So I will throw out a few barbs for discussion to illustrate the false gospel vs. the real one. It is said the cross teaches "justification by faith" which means being made righteous in God's sight or declared righteous. It doesn't really matter here whether one subscribes to the Catholic facet of the false gospel or the Lutheran/Calvinist nuance. Either way it teaches that "justified by faith" means becoming righteous in God's sight. Sounds like the magic wand of acquittal doesn't it? Well it is. God has no reason to consider anyone perfectly righteous when they are not actually perfectly righteous unless the reason for being of the doctrine is to issue an acquittal and declare the "believer" innocent!
It is time to stop this murder by legal lies that don't make any sense. In the Hellenistic/Koine Greek of Paul's day, the word "justified" from the Greek δικαιοω simply meant "justiced", in the sense of having justice done, or doing justice for someone, or pleading the case of justice. Alister McGrath admits this in Iustitia Dei. We also find the proper definition in Thayer at the end of the entry, and in BDAG (def. #1, though obscured). It is used in the sense of a penalty or punishment. Though a rarely used English word, the sense is "justiced". They hanged the crook and he was justiced. So then when Paul uses the word δικαιοω, he merely means that we are "justiced" in Messiah, i.e. he paid the penalty in our place. Therefore, it has nothing to do with the nonsense of "declared righteous" as the legal outcome of forgiveness of sins. We still have to repent in order to BE RIGHTEOUS, and in fact repentance is expected.

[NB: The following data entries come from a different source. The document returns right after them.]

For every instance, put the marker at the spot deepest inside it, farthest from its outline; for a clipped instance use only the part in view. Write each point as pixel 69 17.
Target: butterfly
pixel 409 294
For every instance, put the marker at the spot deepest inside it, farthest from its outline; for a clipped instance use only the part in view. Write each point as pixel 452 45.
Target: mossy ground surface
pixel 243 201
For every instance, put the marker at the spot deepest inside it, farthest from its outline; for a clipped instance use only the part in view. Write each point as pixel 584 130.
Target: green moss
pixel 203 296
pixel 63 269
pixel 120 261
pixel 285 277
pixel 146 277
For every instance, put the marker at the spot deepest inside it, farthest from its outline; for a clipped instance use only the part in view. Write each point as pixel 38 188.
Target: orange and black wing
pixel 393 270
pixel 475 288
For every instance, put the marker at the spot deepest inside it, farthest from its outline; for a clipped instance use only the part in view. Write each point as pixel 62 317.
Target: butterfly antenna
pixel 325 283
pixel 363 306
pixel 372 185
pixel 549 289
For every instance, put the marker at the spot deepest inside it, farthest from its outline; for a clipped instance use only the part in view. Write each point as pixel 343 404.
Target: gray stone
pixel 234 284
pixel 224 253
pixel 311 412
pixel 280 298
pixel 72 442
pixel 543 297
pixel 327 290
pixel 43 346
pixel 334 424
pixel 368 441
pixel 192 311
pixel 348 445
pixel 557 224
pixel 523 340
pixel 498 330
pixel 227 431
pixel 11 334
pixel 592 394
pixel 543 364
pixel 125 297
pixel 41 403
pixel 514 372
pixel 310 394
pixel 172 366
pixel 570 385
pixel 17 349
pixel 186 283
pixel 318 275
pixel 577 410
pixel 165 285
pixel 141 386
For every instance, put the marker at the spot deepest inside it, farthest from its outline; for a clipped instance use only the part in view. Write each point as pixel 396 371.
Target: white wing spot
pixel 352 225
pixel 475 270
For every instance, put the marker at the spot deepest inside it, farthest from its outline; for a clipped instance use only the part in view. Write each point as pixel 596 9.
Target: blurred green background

Second point, in Paul's conception "believe" meant "faithfulness/commitment". See the afore mentioned BDAG Lexicon (c. 2000, 3rd edition) on πιστις and πιστευω, def. #1 and #2 respectively. So the phrase "justified by faith" means "justiced by faithfulness" (cf. Rom. 5:1). Now before you get all het up and think I'm saying we are justiced by our faithfulness, listen a minute. Paul did not mean our faithfulness. He meant Messiah's faithfulness. We are "justiced by [Messiah's] faithfulness" to do the work of paying the penalty on the cross. This concept is no longer foreign to scholars as texts like Rom. 3:22 and Gal 2:16 have already been recognized as referring to the "faithfulness of Jesus Christ" and not to "faith in Jesus" Christ. So you see, Paul already defined it as Messiah's faithfulness by which we are justiced. How do you receive this? Make a commitment to be faithful to him, and you will be justiced in Messiah.
If you understand this, then you will know why Christianity is such a mess and is no longer the salt of the earth.